Laura’s first job was at McDonald’s and she very much took to heart the lesson of creating written manuals that would enable people of high school age and intelligence to run key business functions. While high schoolers obviously couldn’t help with a wine bar, she kept the same principles in place and advocates for every single role in a business to be clearly articulated in written form. It’s short-term “pain” with lasting value.

She believes that everyone in the business has to be replaceable, not just for running a business, but for eventually selling it, something she always considers when creating a new venture.

“It’s Time”

Often the end can come suddenly. A business owner can wake up one day and realize he/she is mentally done and needs to sell. Less ideally, people can go through a personal crisis and be forced to sell. In this particular case it was more of the former: Laura’s husband hit his 50th birthday and realized he didn’t want to work at a wine bar anymore, even at the 15-20 hours a week he was working.

For her part, Laura had started to get more speaking requests around entrepreneurship and leadership and realized she would like an exit that would allow her to pursue that as well.

After experience selling more than half a dozen businesses, they opted to list the business on BizBuySell and had three different serious interactions in which she required not just an NDA but the unusual additional requirement of a noncompete, as the market in Sedona had significantly changed since they were the first mover in the space back in 2005.

Last Call

One of the potential buyers made it far enough into the process for a site visit, and Laura and her husband discovered that there was a lifestyle motivation as well: the couple looking to purchase lived in Washington State, with hundreds of rain days a year, and were looking to move to sunny Arizona anyway.

The Art of Wine had been sliced up into different business lines, primarily to give Laura a bit of negotiating.

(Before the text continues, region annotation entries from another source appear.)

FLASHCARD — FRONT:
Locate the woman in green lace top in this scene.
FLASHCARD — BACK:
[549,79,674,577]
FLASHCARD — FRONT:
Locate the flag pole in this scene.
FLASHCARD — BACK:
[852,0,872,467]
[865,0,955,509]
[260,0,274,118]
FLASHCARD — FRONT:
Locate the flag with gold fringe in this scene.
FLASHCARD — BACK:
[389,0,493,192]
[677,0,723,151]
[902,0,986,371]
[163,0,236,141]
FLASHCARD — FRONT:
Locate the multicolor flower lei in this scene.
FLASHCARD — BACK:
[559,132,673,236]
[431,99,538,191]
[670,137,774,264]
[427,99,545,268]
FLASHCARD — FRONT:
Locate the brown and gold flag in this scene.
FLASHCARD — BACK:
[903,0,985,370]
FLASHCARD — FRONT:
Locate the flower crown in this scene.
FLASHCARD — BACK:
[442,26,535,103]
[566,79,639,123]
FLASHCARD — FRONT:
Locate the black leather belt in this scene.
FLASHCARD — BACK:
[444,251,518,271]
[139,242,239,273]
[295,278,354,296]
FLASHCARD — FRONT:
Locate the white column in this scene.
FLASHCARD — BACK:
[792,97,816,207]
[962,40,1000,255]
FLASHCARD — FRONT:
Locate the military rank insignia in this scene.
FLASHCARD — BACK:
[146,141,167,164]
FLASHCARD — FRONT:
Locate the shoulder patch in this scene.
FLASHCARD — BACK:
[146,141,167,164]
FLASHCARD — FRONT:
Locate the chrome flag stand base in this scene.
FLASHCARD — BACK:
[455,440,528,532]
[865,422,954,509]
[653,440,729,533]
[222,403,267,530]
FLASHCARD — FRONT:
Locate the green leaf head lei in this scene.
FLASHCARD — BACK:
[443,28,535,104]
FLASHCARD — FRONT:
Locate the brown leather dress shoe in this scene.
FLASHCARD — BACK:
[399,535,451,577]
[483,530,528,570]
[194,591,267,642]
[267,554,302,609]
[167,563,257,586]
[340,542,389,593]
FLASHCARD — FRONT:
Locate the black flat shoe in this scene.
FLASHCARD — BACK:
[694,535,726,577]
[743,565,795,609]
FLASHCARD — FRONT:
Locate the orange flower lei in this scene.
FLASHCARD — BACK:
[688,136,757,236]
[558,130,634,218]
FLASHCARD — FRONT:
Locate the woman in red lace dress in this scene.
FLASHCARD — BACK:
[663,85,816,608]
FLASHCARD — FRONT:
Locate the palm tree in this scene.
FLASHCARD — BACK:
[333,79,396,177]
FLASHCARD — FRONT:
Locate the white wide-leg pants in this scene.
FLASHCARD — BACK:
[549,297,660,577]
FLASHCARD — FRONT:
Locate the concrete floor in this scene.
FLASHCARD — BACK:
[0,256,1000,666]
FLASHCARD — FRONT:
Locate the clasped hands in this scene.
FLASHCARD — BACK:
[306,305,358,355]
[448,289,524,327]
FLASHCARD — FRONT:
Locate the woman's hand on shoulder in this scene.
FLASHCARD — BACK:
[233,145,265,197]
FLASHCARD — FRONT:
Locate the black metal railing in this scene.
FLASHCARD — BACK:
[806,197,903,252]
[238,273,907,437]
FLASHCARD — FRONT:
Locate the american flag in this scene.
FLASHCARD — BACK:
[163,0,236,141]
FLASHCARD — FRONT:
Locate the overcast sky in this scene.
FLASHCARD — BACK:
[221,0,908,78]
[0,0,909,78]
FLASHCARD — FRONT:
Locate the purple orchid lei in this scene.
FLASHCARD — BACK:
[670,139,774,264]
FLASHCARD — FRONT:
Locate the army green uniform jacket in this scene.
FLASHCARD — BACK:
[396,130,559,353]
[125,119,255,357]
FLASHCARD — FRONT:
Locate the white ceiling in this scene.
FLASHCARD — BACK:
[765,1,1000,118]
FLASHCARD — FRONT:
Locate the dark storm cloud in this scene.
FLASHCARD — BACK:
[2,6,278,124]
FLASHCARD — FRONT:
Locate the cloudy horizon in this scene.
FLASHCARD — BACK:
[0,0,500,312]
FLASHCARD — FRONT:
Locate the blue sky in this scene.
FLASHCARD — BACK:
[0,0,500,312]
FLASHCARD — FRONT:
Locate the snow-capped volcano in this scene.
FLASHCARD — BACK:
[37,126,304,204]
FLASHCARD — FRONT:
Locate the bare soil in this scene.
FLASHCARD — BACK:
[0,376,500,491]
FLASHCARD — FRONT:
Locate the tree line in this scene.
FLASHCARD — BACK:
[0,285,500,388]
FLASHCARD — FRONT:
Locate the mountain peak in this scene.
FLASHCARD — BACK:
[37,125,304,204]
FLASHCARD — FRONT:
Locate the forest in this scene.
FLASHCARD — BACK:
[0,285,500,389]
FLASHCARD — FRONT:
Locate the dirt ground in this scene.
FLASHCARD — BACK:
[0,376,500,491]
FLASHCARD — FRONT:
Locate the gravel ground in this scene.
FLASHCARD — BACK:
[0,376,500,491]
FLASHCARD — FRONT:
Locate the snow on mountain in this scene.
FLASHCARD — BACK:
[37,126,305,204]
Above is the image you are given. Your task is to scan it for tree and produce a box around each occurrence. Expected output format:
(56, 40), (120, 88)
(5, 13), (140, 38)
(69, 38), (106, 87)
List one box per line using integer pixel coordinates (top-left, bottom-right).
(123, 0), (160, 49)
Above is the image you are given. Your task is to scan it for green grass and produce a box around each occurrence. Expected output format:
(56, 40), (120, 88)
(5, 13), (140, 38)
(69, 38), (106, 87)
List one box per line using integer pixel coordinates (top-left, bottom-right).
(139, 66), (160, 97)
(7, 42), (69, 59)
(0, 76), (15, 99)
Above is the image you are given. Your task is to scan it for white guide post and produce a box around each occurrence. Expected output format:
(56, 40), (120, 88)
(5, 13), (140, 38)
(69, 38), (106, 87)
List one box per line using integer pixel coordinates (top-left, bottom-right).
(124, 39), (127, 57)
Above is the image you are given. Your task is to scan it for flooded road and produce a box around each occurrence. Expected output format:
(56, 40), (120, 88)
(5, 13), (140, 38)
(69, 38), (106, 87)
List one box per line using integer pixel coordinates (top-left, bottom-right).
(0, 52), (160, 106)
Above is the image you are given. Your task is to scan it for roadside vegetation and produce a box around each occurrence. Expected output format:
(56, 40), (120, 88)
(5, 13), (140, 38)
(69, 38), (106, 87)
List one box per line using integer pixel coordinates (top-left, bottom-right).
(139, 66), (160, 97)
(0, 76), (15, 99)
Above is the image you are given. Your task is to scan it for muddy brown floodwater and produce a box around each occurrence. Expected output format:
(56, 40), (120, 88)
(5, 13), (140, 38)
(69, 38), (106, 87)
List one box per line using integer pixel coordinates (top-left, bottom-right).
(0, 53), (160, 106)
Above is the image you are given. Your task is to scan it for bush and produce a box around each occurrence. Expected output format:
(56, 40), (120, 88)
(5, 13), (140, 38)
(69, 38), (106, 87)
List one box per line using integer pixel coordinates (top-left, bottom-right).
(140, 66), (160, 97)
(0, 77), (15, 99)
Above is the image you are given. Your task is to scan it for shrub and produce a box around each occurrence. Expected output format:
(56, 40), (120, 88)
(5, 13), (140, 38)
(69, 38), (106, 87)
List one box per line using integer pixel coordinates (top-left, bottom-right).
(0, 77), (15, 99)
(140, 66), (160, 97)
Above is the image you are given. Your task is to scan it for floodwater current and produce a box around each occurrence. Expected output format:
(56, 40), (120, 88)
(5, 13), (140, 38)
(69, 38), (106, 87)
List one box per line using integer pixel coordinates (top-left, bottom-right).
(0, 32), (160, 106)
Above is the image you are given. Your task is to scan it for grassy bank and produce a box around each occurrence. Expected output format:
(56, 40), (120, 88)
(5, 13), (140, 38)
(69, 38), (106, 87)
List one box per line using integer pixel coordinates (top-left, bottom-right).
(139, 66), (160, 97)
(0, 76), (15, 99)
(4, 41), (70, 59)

She knew the inventory would be worthless to them once they sold, so she held it as a bargaining chip should they need to push the deal over the line (they could “throw in” the inventory).

However, they discovered that the nonexistent regulation when the company was started in 2005 had developed at the same pace as the burgeoning Arizona wine industry. That meant the new owners would need a liquor license, something Laura and her husband never needed because they were grandfathered in.

That meant telling the buyers that they needed to spend $20k to acquire a license before the sale closed. For their part, Laura and her husband simply deducted that $20,000 from the selling price to make sure they were offering a like-for-like scenario: the business would have been on a completely different footing if they couldn’t serve wine at events.

Thankfully all went well and The Art of Wine was successfully handed off to new owners grateful to change their climate in addition to their income stream.


As always, there are lots of lessons here, but we will focus on three:

  1. What might new owners need? When they went to sell, they found out a buyer would need a liquor license and thankfully there was one available for sale, but if there hadn’t been, the deal would have been substantially altered or possibly dead in the water. Keep track of changes that you personally might not need to be compliant with but a buyer would. 
  2. Add a subscription line of revenue. While subscription businesses are second-nature now, they weren’t when The Art of Wine first got started. How might you add on subscription revenue to your existing business or one you are looking to acquire?
  3. Don’t wait. When you are “done” with a business, your team members will notice soon enough. Don’t wait to put an action plan in motion…a plan that you come up with long before you find you’re “done.”